Question: A friend of mine told me to look into how vitamin D plays a role in my TSH levels. She said something about how vitamin D is actually a hormone or something like that. She is super smart, but I totally do not understand what she is talking about. What do you think about vitamin D? Does it have anything to do with my high TSH levels?
Answer: There is some new (or should I say “newly re-discovered”) information that validates some of this information. Try as they might, doctors (even the highly specialized) do NOT know everything about how the human body works.
There is a good article by Theodore C. Friedman, M.D., Ph.D., which talks about how vitamin D deficiency and hypothyroidism are related. He refers to several studies performed over 20 years ago which point to this fact. It’s actually very interesting stuff.
I have always been one to point out that humans NEED sunshine. In moderation, sunlight makes us happy, healthy, and warm. As an additional bonus, it allows our bodies to naturally produce vitamin D.
Vitamin D is essential to health. More than a few diseases can find their roots in vitamin D deficiency. In time, we will surely find more ailments that have roots in our general lack of vitamin D.
I have also been quick to point out that general health should be one’s target, even if normal TSH levels are your primary goal. Every organ in your body works together. Therefore if one part of your body is unhealthy it can affect the other parts (such as your thyroid). Vitamin D is essential for overall health in the body.
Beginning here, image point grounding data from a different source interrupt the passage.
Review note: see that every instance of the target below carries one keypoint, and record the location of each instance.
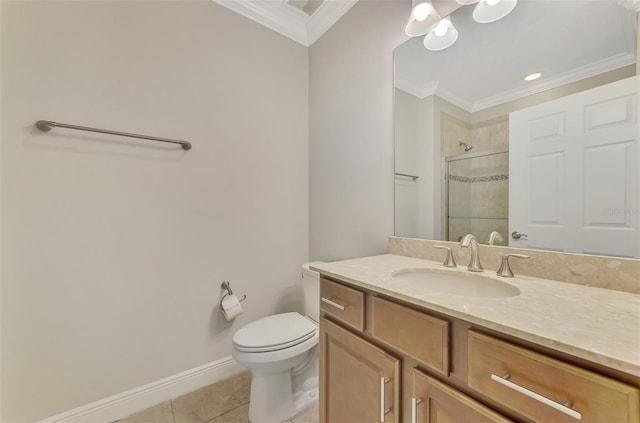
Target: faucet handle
(449, 261)
(505, 269)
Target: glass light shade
(487, 13)
(435, 42)
(423, 18)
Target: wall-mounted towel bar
(46, 125)
(414, 177)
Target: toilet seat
(274, 333)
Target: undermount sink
(459, 283)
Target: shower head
(466, 146)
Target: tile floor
(224, 402)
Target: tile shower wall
(478, 187)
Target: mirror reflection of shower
(467, 147)
(478, 196)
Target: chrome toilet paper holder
(227, 286)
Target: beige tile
(309, 416)
(212, 401)
(160, 413)
(237, 415)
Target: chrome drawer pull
(333, 303)
(566, 410)
(383, 411)
(414, 409)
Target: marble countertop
(599, 325)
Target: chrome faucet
(495, 237)
(470, 241)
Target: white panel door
(574, 179)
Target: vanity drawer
(420, 336)
(544, 389)
(343, 303)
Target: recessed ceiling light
(532, 76)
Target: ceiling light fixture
(532, 76)
(441, 34)
(422, 19)
(488, 11)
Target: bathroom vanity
(398, 349)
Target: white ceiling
(289, 17)
(565, 40)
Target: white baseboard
(129, 402)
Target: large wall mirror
(552, 163)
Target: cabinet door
(435, 402)
(359, 382)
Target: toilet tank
(311, 285)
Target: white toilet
(282, 353)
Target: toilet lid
(274, 332)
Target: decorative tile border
(476, 179)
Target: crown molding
(593, 69)
(327, 14)
(289, 21)
(577, 74)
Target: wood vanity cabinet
(437, 402)
(384, 361)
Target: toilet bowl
(282, 352)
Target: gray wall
(113, 250)
(351, 131)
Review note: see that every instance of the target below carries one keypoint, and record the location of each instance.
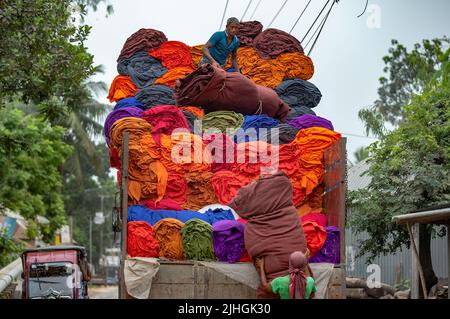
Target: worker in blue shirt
(221, 44)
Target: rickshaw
(55, 272)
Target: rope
(300, 16)
(317, 38)
(312, 25)
(223, 16)
(254, 11)
(279, 11)
(246, 9)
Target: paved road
(103, 292)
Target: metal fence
(394, 267)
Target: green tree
(31, 156)
(408, 72)
(410, 170)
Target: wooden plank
(124, 211)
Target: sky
(347, 56)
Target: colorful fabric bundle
(174, 74)
(141, 213)
(142, 40)
(164, 119)
(308, 120)
(135, 126)
(196, 55)
(173, 54)
(168, 233)
(214, 89)
(198, 112)
(248, 31)
(141, 240)
(228, 240)
(316, 236)
(330, 251)
(299, 111)
(272, 42)
(121, 88)
(224, 121)
(316, 139)
(296, 65)
(190, 119)
(273, 229)
(142, 69)
(154, 95)
(222, 150)
(281, 134)
(227, 184)
(197, 240)
(167, 204)
(117, 115)
(129, 101)
(200, 192)
(297, 93)
(253, 126)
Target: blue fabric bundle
(154, 95)
(142, 68)
(250, 129)
(141, 213)
(129, 101)
(298, 92)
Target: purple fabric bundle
(228, 240)
(115, 115)
(309, 120)
(330, 251)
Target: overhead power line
(301, 14)
(223, 16)
(246, 9)
(276, 15)
(254, 11)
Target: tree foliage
(407, 73)
(31, 156)
(409, 167)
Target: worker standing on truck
(218, 48)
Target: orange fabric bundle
(316, 139)
(168, 234)
(200, 191)
(196, 55)
(173, 54)
(121, 88)
(316, 236)
(227, 184)
(296, 65)
(174, 74)
(194, 110)
(141, 241)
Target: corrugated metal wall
(393, 267)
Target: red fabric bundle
(142, 40)
(166, 204)
(164, 119)
(141, 241)
(217, 90)
(227, 184)
(272, 42)
(173, 54)
(222, 149)
(315, 234)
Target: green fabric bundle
(197, 240)
(223, 120)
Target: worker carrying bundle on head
(221, 44)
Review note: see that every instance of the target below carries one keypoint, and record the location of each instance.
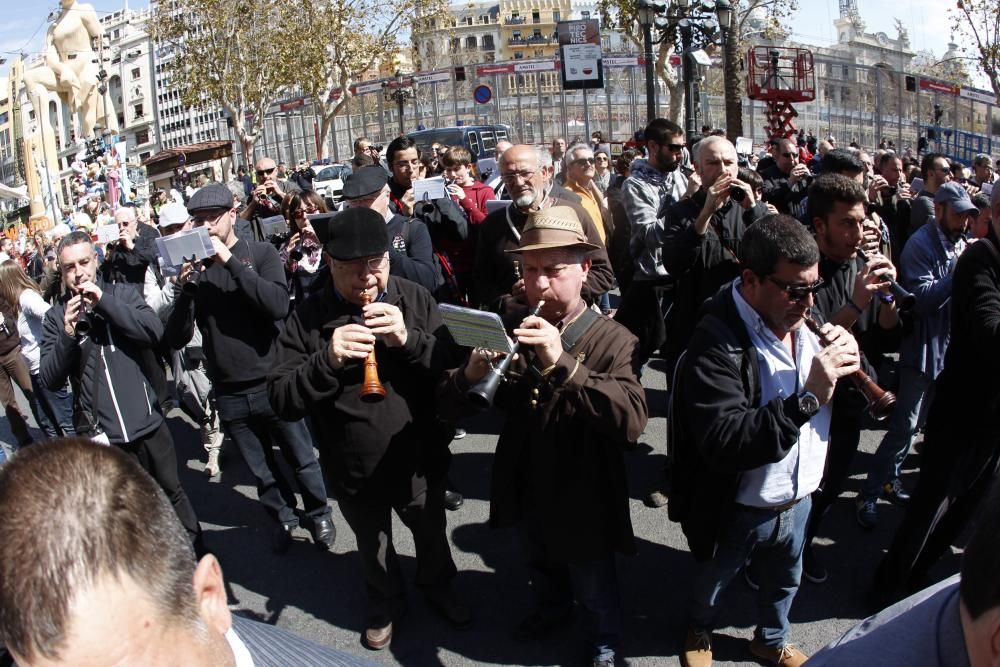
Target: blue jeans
(593, 584)
(255, 428)
(915, 392)
(53, 410)
(776, 541)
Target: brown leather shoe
(379, 633)
(697, 649)
(783, 656)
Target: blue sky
(23, 25)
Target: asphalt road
(320, 595)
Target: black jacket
(443, 217)
(381, 444)
(700, 264)
(129, 266)
(719, 429)
(786, 198)
(123, 326)
(239, 307)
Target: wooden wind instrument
(880, 401)
(372, 390)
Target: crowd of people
(778, 287)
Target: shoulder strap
(575, 331)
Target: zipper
(114, 399)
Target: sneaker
(785, 655)
(212, 468)
(895, 493)
(866, 513)
(697, 649)
(754, 586)
(812, 569)
(378, 634)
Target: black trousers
(956, 473)
(420, 506)
(845, 436)
(157, 456)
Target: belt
(778, 509)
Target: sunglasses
(797, 292)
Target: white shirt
(32, 309)
(800, 472)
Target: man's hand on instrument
(351, 341)
(541, 335)
(386, 320)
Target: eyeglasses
(797, 292)
(524, 175)
(209, 215)
(407, 163)
(370, 265)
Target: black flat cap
(364, 182)
(213, 195)
(351, 234)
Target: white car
(329, 181)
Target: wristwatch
(808, 403)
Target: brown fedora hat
(555, 227)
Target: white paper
(429, 188)
(107, 234)
(496, 205)
(182, 246)
(475, 328)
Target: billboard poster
(580, 52)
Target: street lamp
(647, 11)
(399, 95)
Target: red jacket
(462, 254)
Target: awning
(7, 192)
(167, 160)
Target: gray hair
(544, 157)
(571, 152)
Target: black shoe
(542, 623)
(324, 533)
(812, 568)
(453, 500)
(281, 538)
(895, 493)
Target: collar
(240, 651)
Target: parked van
(478, 139)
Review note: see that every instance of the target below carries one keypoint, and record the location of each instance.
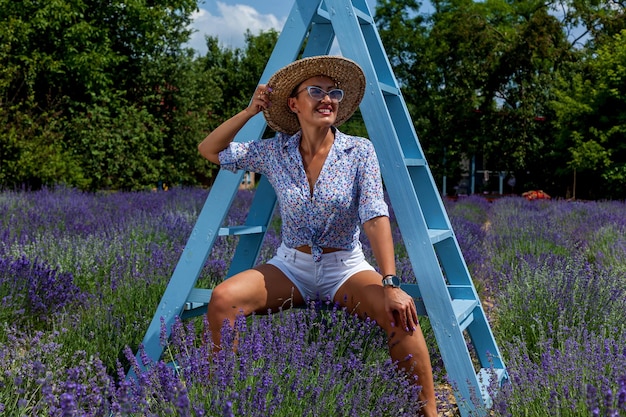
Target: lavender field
(81, 275)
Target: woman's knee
(223, 303)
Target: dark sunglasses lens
(316, 93)
(336, 95)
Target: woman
(328, 185)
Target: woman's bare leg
(253, 291)
(363, 294)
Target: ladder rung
(241, 230)
(463, 310)
(414, 162)
(388, 90)
(438, 235)
(198, 297)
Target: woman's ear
(291, 102)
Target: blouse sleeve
(371, 196)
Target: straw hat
(346, 74)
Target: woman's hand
(401, 309)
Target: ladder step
(415, 162)
(196, 301)
(241, 230)
(438, 235)
(388, 90)
(464, 311)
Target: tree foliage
(482, 79)
(105, 95)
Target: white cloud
(230, 25)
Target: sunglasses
(318, 94)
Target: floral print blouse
(348, 191)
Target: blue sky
(229, 19)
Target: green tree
(590, 107)
(477, 77)
(79, 68)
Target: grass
(81, 275)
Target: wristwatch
(391, 281)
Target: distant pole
(473, 174)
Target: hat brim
(346, 74)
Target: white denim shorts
(319, 280)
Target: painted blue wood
(444, 290)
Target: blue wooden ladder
(445, 292)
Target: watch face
(391, 281)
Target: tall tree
(74, 69)
(478, 77)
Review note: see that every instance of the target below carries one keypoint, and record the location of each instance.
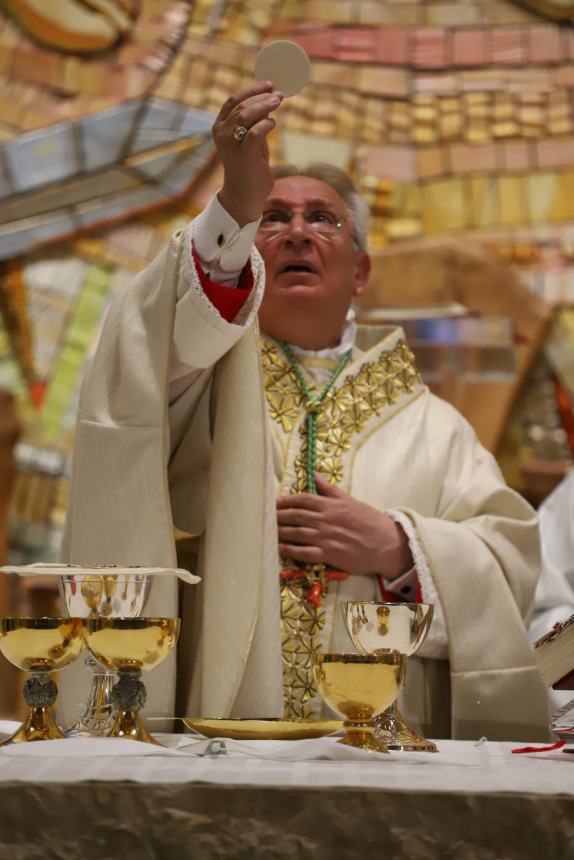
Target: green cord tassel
(313, 407)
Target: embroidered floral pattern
(345, 412)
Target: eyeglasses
(320, 221)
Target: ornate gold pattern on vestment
(301, 621)
(344, 412)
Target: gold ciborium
(360, 686)
(40, 646)
(101, 592)
(376, 628)
(128, 646)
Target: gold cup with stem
(92, 592)
(360, 686)
(377, 628)
(40, 646)
(129, 646)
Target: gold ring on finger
(239, 132)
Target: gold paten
(360, 686)
(259, 730)
(374, 629)
(40, 646)
(128, 646)
(345, 412)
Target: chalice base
(393, 730)
(362, 736)
(39, 725)
(127, 724)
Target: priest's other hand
(240, 135)
(338, 530)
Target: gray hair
(356, 207)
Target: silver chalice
(100, 593)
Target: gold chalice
(376, 628)
(101, 592)
(128, 646)
(360, 686)
(40, 646)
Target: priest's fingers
(240, 135)
(298, 517)
(237, 98)
(303, 500)
(306, 554)
(301, 536)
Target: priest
(234, 403)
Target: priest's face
(312, 271)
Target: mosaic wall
(455, 118)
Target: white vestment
(217, 478)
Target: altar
(110, 798)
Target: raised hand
(247, 173)
(334, 528)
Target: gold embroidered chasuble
(373, 387)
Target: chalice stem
(129, 697)
(96, 718)
(392, 728)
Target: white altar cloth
(459, 766)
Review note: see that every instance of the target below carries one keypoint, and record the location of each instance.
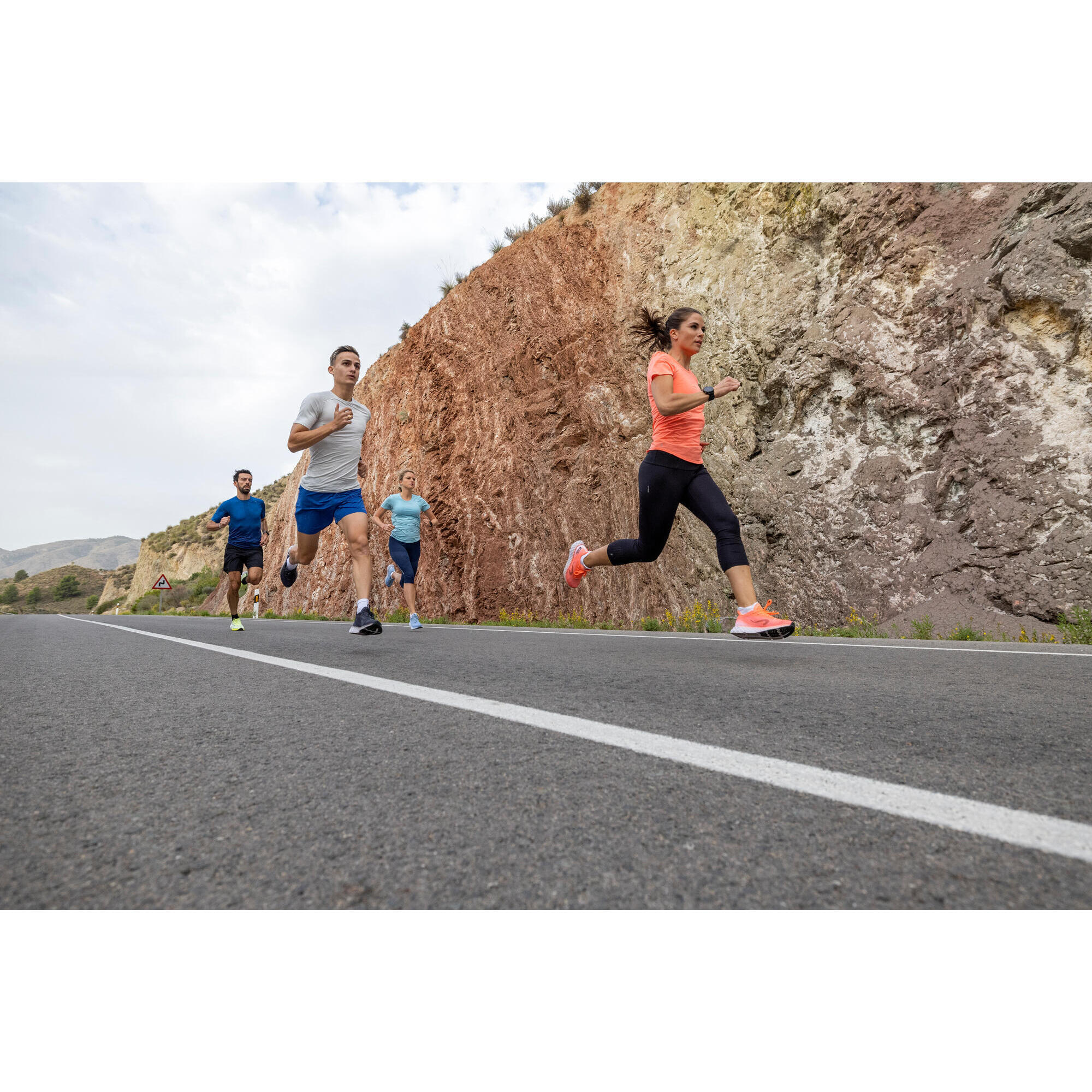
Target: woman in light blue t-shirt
(405, 544)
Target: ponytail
(655, 333)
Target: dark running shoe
(289, 576)
(366, 623)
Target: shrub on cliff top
(584, 194)
(515, 233)
(66, 588)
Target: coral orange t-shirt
(681, 434)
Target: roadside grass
(1078, 630)
(699, 619)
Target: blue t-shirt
(406, 516)
(246, 526)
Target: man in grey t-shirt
(331, 425)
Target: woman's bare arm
(670, 403)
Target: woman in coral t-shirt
(673, 473)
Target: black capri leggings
(407, 556)
(666, 482)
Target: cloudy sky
(156, 338)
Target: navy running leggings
(666, 482)
(406, 556)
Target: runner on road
(673, 473)
(245, 517)
(405, 543)
(331, 425)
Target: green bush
(66, 588)
(203, 585)
(1078, 630)
(575, 621)
(514, 233)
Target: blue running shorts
(318, 511)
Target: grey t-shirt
(334, 460)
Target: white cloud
(156, 338)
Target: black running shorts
(238, 559)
So, if your TSH levels are outside of the normal range, it wouldn’t hurt to have your vitamin D levels checked. In the lab, they call this a 25-hydroxyvitamin D test… sometimes called a 25(OH)D. This is a blood test, so be ready for a needle.
Your numbers should be above 50 ng/ml (125 nmol/L). If they are not, then you need to get more sun, or supplement with vitamin D3.
If you have the opportunity to get out into the sunlight throughout the day, I highly recommend it. Yes, yes, I know that many people will scream “skin cancer” at this point, but as time goes on we are finding that vitamin D deficiency may actually be the greater risk.
For those who cannot get a little sunshine every day (or are not willing to take the risk that accompanies sun exposure), I recommend 2,000 IU of D3. Any good health food store should have a good quality D3 supplement.